Sally Mann’s series ‘Battlefields’ also uses a wet-plate collodion process. Its traces are evident also in the edges and streaks and cracked glass. These pictures are of empty landscapes, and many look superficially similar to the Gardner landscape above of Gettysburg. But they are different. This one, taken at Antietam, with its ragged horizon and darker, less distinctive landscape (it’s hard to be sure from viewing it online how much of the texture in the picture comes from the glass plate or the field), makes for a more meditative approach, and is evocative of what is not in the picture. It’s unclear what it is we’re looking at, until the title of the work places it. Then, a whole history of conflict and death starts to pervade an image that is otherwise silent.
Because of the process, the photograph looks old, and this connects it to the past. The specific location goes further and connects it to a specific event, though: the Battle of Antietam, with over 20,000 casualties. This context evokes a feeling for the violence that occured on that quiet location and calls on the viewer to take an active imaginative leap into the past, into the reconstruction of a memory, while being aware that the photograph of the scene is of the present. Sally Mann has talked of the “serendipitous aspect” of this kind of photography,1 where she only has so much control over the outcome, and allows dust and imperfections to gather on the image. This adds to the dream-like quality of the pictures, and it also suggests the haziness of memory. The final appearance of the picture is serendipitous, but so too in some measure is the past it evokes; in both cases there is a giving up of control to something else, allowing something else to speak: the grass, the wind, perhaps the dead.
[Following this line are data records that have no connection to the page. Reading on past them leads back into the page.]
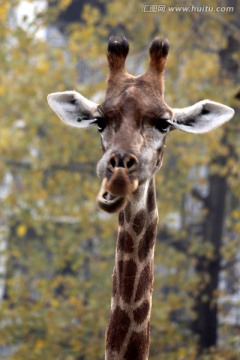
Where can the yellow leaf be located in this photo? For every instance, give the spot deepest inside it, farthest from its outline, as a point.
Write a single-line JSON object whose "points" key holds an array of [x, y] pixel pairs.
{"points": [[21, 230]]}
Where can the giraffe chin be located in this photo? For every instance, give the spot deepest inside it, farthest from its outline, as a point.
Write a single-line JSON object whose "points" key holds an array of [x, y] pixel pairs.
{"points": [[112, 203], [111, 206]]}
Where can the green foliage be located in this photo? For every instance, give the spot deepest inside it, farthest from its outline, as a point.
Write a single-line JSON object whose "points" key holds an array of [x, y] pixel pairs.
{"points": [[60, 249]]}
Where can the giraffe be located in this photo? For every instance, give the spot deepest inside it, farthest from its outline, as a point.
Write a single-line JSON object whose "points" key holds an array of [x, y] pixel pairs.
{"points": [[133, 121]]}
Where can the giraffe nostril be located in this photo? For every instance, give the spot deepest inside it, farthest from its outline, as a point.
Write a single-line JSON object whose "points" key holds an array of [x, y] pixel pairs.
{"points": [[113, 162], [130, 162], [127, 161]]}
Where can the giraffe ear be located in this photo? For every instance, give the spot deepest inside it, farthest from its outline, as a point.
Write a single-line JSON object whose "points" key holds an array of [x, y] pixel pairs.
{"points": [[201, 117], [73, 108]]}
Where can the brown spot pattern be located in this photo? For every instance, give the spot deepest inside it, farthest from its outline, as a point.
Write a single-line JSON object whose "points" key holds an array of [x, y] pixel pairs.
{"points": [[145, 282], [151, 199], [118, 326], [137, 347], [147, 241], [127, 274], [139, 221], [121, 218], [141, 313], [114, 280], [125, 242]]}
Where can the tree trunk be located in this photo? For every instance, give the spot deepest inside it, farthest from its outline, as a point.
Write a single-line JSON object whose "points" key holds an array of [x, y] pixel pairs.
{"points": [[205, 324]]}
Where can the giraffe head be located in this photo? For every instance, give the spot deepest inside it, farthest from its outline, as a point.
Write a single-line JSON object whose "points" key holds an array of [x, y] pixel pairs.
{"points": [[133, 121]]}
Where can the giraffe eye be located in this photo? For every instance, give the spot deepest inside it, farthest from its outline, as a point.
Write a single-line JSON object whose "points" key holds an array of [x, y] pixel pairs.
{"points": [[162, 126], [101, 123]]}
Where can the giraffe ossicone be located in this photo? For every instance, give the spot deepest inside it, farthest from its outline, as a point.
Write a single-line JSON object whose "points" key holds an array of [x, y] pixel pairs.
{"points": [[133, 121]]}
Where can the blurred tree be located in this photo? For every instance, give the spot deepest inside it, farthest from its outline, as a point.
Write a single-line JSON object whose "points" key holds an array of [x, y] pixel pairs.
{"points": [[60, 247]]}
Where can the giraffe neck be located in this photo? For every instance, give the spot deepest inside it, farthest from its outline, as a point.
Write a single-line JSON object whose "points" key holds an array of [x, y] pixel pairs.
{"points": [[128, 332]]}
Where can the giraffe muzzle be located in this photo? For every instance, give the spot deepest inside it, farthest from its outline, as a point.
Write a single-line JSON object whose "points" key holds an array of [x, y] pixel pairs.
{"points": [[114, 193]]}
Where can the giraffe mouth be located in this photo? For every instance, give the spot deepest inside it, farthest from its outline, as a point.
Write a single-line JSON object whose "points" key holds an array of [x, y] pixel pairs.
{"points": [[110, 203], [114, 192]]}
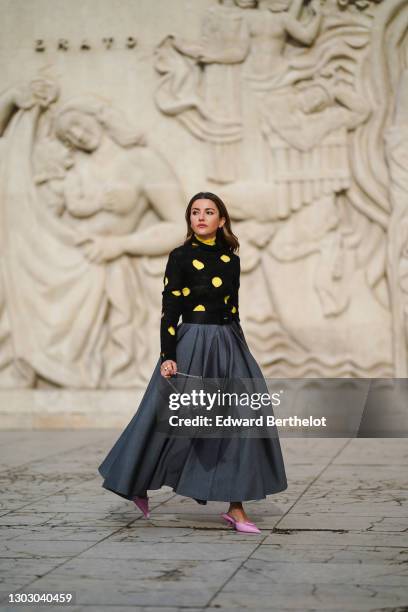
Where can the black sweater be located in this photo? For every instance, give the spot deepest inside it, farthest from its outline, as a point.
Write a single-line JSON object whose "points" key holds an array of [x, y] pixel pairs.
{"points": [[198, 277]]}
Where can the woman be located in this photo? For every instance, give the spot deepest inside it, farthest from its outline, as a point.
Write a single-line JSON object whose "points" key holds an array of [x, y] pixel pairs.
{"points": [[201, 283]]}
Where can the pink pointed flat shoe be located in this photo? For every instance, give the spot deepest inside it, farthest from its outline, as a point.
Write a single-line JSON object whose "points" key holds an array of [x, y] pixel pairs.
{"points": [[245, 526], [143, 504]]}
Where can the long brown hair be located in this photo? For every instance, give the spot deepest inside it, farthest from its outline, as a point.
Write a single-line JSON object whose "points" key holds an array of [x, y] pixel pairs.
{"points": [[224, 234]]}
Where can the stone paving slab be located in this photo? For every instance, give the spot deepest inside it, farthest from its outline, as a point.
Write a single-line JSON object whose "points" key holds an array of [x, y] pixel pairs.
{"points": [[335, 540]]}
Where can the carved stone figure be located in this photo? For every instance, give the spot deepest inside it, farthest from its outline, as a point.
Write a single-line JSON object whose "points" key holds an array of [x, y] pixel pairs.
{"points": [[74, 231], [201, 84]]}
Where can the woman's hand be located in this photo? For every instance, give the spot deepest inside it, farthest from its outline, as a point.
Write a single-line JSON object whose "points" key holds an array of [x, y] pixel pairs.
{"points": [[168, 368]]}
The historian Robert Rosenstone, in talking about how cinema portrays the past, argues that even if movies don’t always depict the past in a way that is accurate enough for some academic historians, they make the past meaningful by creating “works that vision, contest, and revision history”. 2 Richard Barnes and Sally Mann are doing at least the first and third of these. “To vision history is to put flesh and blood on the past”, Rosenstone says, “it is to give us the experience and emotions of the past”. With the collodion process, we get a sense of looking at the world as the early photographers must have seen it. Revisioning the past, though, goes a little further: it depicts “the past in new and unexpected ways […] making the familiar unfamiliar and causing the audience to rethink what it think it already knows.” Barnes, by showing us more than we might expect of a reenactment photograph (loudspeakers in the grass, cars pulling supplies in the background), makes us consider the equivalences of the past and present participants. Mann, by grounding us in a particular location but showing us less (what are we not seeing in that gloomy landscape?), makes us imagine the weight of death that pervades the place. Both series reach across the decades to create a sense of connection to the past. It’s as if these places have a memory of the events that once crossed them, and these photographs are attempts to stir those memories and put us into them.